Разности между общепринятыми, по-видимому, обрядами различных периодов второго века составляют естественное последствие того влияния, какое время оказывает на все человеческие учреждения.

Несколько раз изменялись внешние обстоятельства, среди которых верующие осуществляли на деле свои обряды; возникали вопросы относительно таких случаев церковной практики, которые не были предусмотрены пастырями прежних времен; самая идея, лежащая в основе известных обрядов, уяснялась в сознании верующих с таких сторон, которые не были выражены в древней форме церковного обряда.

Под влиянием всех этих обстоятельств церковная обрядность изменялась или дополнялась, проходила различные фазисы развития и, наконец, к концу II в. явилась в форме, гораздо более сложной и выработанной, чем та, какую она имела в начале этого века. Едва ли можно, впрочем, сомневаться и в том, что те разности, которые исторические свидетельства представляют как разности между обрядностию двух периодов времени, в свое время были разностями междуцерковными: никакая перемена в обряде не могла совершиться во всех церквах одновременно, напротив, прежняя форма церковной обрядности в некоторых местах могла держаться довольно долго.

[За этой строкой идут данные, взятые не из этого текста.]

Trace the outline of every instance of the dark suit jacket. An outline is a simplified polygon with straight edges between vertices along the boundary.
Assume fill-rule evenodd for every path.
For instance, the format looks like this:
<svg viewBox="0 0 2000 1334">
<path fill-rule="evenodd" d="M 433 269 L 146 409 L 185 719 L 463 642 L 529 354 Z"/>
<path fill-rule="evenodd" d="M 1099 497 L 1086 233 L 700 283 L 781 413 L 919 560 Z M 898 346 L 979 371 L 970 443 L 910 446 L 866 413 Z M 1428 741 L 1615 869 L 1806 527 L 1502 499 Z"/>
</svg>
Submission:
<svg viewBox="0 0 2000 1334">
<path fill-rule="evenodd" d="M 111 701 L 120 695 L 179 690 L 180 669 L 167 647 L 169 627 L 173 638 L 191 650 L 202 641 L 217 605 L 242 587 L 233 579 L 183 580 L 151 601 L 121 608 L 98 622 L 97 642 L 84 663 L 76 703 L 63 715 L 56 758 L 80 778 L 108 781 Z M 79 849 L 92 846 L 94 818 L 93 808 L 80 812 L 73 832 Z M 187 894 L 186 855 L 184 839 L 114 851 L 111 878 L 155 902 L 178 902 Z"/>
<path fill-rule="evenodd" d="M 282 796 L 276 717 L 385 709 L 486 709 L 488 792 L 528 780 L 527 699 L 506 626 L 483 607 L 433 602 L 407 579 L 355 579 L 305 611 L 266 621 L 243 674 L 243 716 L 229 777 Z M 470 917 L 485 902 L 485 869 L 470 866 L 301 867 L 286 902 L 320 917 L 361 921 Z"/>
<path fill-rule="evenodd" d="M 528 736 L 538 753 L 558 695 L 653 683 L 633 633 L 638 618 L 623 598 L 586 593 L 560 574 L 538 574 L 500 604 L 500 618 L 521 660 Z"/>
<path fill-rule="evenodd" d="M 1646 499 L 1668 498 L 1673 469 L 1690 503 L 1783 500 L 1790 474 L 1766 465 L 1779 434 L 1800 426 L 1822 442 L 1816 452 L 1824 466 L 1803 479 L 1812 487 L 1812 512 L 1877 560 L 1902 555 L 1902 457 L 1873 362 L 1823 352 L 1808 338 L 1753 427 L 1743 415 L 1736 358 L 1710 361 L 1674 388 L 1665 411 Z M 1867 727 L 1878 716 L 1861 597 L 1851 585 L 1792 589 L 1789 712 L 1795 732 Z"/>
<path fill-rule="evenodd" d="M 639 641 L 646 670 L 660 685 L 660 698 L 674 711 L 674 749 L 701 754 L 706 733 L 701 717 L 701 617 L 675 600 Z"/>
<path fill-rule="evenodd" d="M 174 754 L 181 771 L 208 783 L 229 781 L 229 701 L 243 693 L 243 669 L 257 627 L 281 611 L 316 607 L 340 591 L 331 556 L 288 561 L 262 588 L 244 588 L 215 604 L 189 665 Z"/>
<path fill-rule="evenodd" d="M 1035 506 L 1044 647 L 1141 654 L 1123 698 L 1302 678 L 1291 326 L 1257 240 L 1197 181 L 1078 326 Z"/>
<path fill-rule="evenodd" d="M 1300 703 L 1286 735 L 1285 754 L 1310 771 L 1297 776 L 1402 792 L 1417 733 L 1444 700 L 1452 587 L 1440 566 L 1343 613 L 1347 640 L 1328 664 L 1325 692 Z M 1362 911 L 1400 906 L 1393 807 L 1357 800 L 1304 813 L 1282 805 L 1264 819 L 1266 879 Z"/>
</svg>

Первое историческое известие об общем порядке христианского богослужения во II в. находится в письме Плиния к Траяну. Плиний упоминает о двух богослужебных собраниях – утреннем (перед рассветом), на котором христиане «пели попеременно между собою гимн Христу, как бы Богу, и обязывали себя таинством» к добродетельной жизни,– и другом, вероятно вечернем собрании «для вкушения пищи». Куртц и Гэрике полагают, что под этим вкушением пищи нужно разуметь как вечерю любви, так и евхаристию. Подозрительность римского правительства направилась именно на эти собрания для вкушения пищи: к ним Плиний применил эдикт Траяна против гетерий, и вифинские христиане «перестали делать» собрания для вкушения пищи. Вследствие подобных мер римского правительства агапы на некоторое время вышли из употребления, а совершение таинства причащения соединено было с утренним («гомилетическим») богослужением. Таков был порядок богослужения во времена святого Иустина, который ничуть не упоминает ни о вечерях любви, ни о других богослужебных собраниях, отличных от описываемых им. Наконец, в последние годы II ст. агапы снова вошли в употребление, но евхаристия по-прежнему совершалась при утреннем богослужении, перед рассветом ((horis) antelucanis coetibus.De cor. mil. с. 3. ар. Gieseler). Таким образом, порядок общественного богослужения, введенный в начале II в. под влиянием неблагоприятных внешних обстоятельств, в конце столетия удерживается христианами добровольно: христианин времен Тертуллиана принимал святые тайны «прежде всякой пищи» даже и тогда, когда причащался дома.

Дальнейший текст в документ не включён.